In information intensive industries, such as financial services, processing information to drive valuable insights is the core “manufacturing process”. For example, financial firms of all kinds—banks, hedge funds, research houses, private equity firms, insurance companies, etc.—all take in relevant information about the world, process and perform analysis on that information, drive insights, and take action on those insights. That action can take many forms—make a loan, place a trade, rebalance a portfolio, pitch a client, author a research report, buy a company, underwrite a policy, etc, depending on the type of firm—but all firms have at their core that critical process of gathering information and performing analysis to drive insight.

Over time, the range of information that firms utilize in this core process has grown in volume, velocity, and variety. As such, firms have started to move beyond simply collecting raw material (data), to thinking about their information supply chains, an evolution that closely mirrors what we have seen in manufacturing industries. We are witnessing rapid evolution in the tools that are available to companies to process and analyze data. And a large variety of suppliers, in the form of ‘alternative’ data vendors, have sprung up to meet the ever-expanding needs of financial firms to feed their insight generation processes. One interesting feature of information supply chains is that they may be looping, meaning company A may produce some data (perhaps exhaust from a trading system), feed it to one or more refiners, aggregators, or derived-data producers, who then feed their output back to company A to use in their analytics.

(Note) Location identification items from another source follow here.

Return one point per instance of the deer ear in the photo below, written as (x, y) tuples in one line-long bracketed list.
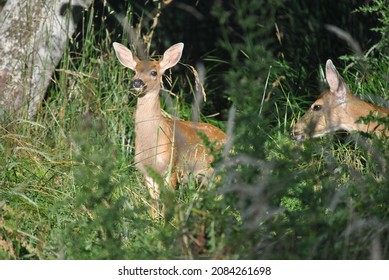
[(125, 56), (171, 56), (335, 81)]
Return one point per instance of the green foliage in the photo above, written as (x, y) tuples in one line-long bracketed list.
[(69, 188)]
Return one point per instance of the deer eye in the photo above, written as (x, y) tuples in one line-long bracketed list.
[(316, 107)]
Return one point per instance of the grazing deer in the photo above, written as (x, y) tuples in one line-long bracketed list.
[(172, 148), (338, 109)]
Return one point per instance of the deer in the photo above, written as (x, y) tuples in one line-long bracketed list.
[(337, 109), (172, 148)]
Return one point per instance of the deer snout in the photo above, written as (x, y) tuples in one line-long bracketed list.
[(297, 134), (138, 84)]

These information supply chains are getting more complex and thus harder to manage, yet—to date—financial firms have generally managed them themselves. This has led to inefficiencies and redundancies across the industry. Every firm has had to become at least basically competent in data management, many have built some form of in-house platform (some well, some poorly) to help manage their data flows. And we are left with a situation where hundreds (in some cases thousands) of firms are wiring up to the same sources of data, downloading the same data, storing the same data, cleaning the same data, mapping the same data etc, independently, redundantly, with no economies of scale.

Just as Logistics firms arose to help manufacturing firms manage their increasingly complex and burdensome supply chains, a new type of firm—Informatics firms—are an inevitable evolution of the market to help companies manage their information supply chains. Informatics firms help companies discover relevant sources of data and help them evaluate that data for fitness to the needs of the firm. They implement and operate the data processing pipelines that are needed to get the information from the supplier to the customer, while validating, cleaning, transforming, mapping, and enriching the data along the way (what we might call Data Engineering) so that it arrives at the customer in a form that is immediately actionable, meaning a firm can do something with it that is pertinent for their business (what we might call Data Science), as is, without requiring further refinement. With a supply chain mentality, Informatics firms pull in the right tools and partners to get the job done.

In effect, Informatics firms ‘manage the flow of information between the point of origin and the point of consumption in order to meet requirements of customers’. Informatics firms can bring economies of scale to the industry by wiring up to a specific source of data once, storing that data once, cleaning that data once, mapping that data once, on behalf of many clients, who can share the costs of those things rather than bearing them independently and redundantly. Informatics firms can also help with the broad implementation of industry standards, which allows for more automation and greater efficiency for everyone.

Firms in information-driven industries, such as financial services, need to think of their core data and analytics workflow as their ‘manufacturing’ process and they need to think about the content that feeds that process as their critical supply chain. As they do so, Informatics firms can help them orchestrate, implement, and operate those supply chains more effectively and efficiently.